这篇文章会带着你，用一份干净的、大约350行的纯PyTorch代码，把Transformer的每一个组件拆开来看。不是泛泛地讲概念，是切切实实从零搭到完整模型，代码可以直接跑，非常适合拿来理解原理、调试或者自己二次修改。

1. 组件一览

在深入代码之前，我们先快速扫一眼整个架构的核心模块，知道每个部分干的活和大概的计算量，心里有个底。

组件	功能	复杂度
Scaled Dot-Product Attention	Q/K/V 相似度计算与聚合	O(n·dₖ)
Multi-Head Attention	多个表示空间并行注意力	O(n·d_model)
Position-wise FFN	每个位置非线性变换	O(d_model·d_ff)
Positional Encoding	引入位置信息	O(max_len·d_model)
Layer Norm	维度规范化	O(d_model)
Encoder Layer	自注意力 + FFN	O(n²·d_model)
Decoder Layer	带掩码 + 交叉注意力	O(n²·d_model)

2. Scaled Dot-Product Attention

公式与直观

Scaled Dot-Product Attention是Transformer里最核心的计算单元。它的本质说白了就一句话：用“查询”（Query）和“键”（Key）的相似度，来决定怎么去加权聚合“值”（Value）。

$Attention (Q, K, V) = softmax (\frac{Q K^{⊤}}{\sqrt{d_{k}}}) V$

为什么要除以根号dk？这个问题其实很重要。当dk比较大的时候，点积的结果会随着维度增加而变大，这会把softmax推到非常极端的区域，梯度基本就消失了。缩放一下，让方差保持稳定，训练才能稳得住。

代码解析

class ScaledDotProductAttention(nn.Module):
    """Attention(Q, K, V) = softmax(Q @ K^T / sqrt(d_k)) @ V"""
    def __init__(self, dropout: float = 0.1):
        super().__init__()
        self.dropout = nn.Dropout(dropout)

    def forward(self, Q, K, V, mask=None):
        d_k = Q.size(-1)
        scores = torch.matmul(Q, K.transpose(-2, -1)) / math.sqrt(d_k)
        if mask is not None:
            scores = scores.masked_fill(mask == 0, float('-inf'))
        attn_weights = F.softmax(scores, dim=-1)
        attn_weights = self.dropout(attn_weights)
        output = torch.matmul(attn_weights, V)
        return output, attn_weights

这里有几个关键点值得留意：

masked_fill会把padding位置的值变成负无穷，softmax之后权重就变成0了，不会影响输出结果。
计算完attention权重之后才做dropout，这是一个很重要的正则化手段。
函数里同时返回了attn_weights，主要就是为了可视化调试用的。

这个模块的计算瓶颈在QK转置的矩阵乘法上，复杂度是O(n²·dk)，这里的n就是序列长度。这也是整个Transformer最吃性能的地方。

3. Multi-Head Attention

从单头到多头

单头注意力有一个天然的局限：它只能在一种表示空间里看问题。Multi-Head Attention的做法是把Q、K、V分别投影到h个不同的表示空间里，各自独立算一遍注意力，最后把结果拼起来，再投影回到原来的维度。

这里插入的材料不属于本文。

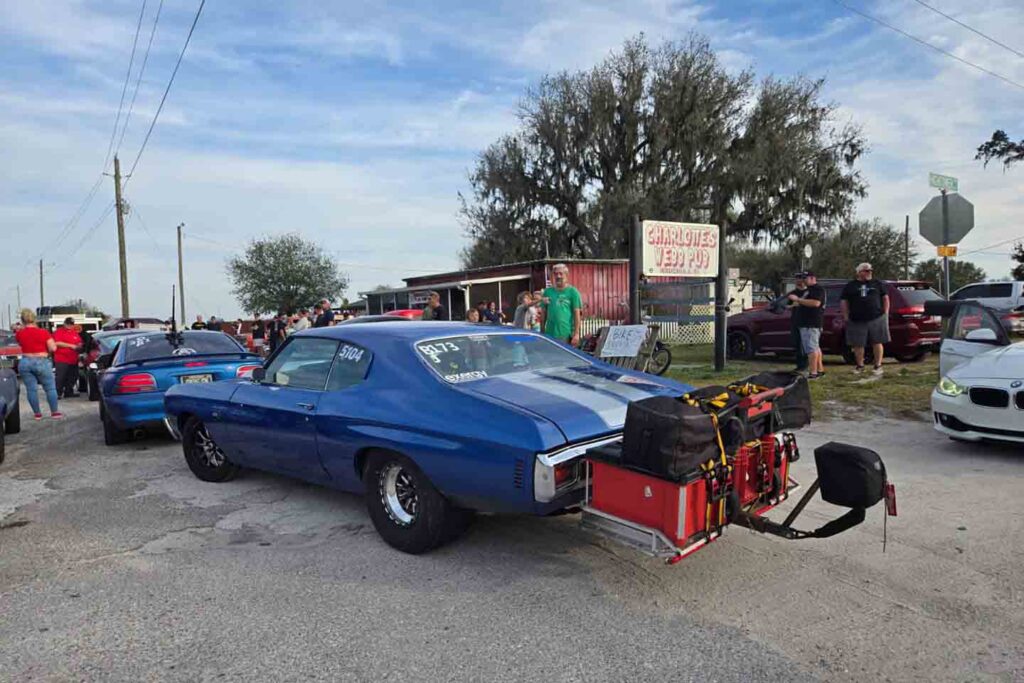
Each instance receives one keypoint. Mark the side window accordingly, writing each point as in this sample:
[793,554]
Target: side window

$MultiHead (Q, K, V) = Concat ({head}_{1}, . . ., {head}_{h}) W_{O}$

代码实现里有一个很聪明的设计决策：先一次性投影，再拆成多个头。数学上定义h个独立的线性层是等价的，但代码里只需要4个线性层而不是3h个，效率高得多。

代码解析

class MultiHeadAttention(nn.Module):
    """MultiHead(Q, K, V) = Concat(head_1, ..., head_h) @ W_O
    其中 head_i = Attention(Q @ W_Q_i, K @ W_K_i, V @ W_V_i)"""
    def __init__(self, d_model: int, n_heads: int, dropout: float = 0.1):
        super().__init__()
        assert d_model % n_heads == 0, "d_model 必须能被 n_heads 整除"
        self.d_model = d_model
        self.n_heads = n_heads
        self.d_k = d_model // n_heads
        self.W_Q = nn.Linear(d_model, d_model, bias=False)
        self.W_K = nn.Linear(d_model, d_model, bias=False)
        self.W_V = nn.Linear(d_model, d_model, bias=False)
        self.W_O = nn.Linear(d_model, d_model, bias=False)
        self.attention = ScaledDotProductAttention(dropout)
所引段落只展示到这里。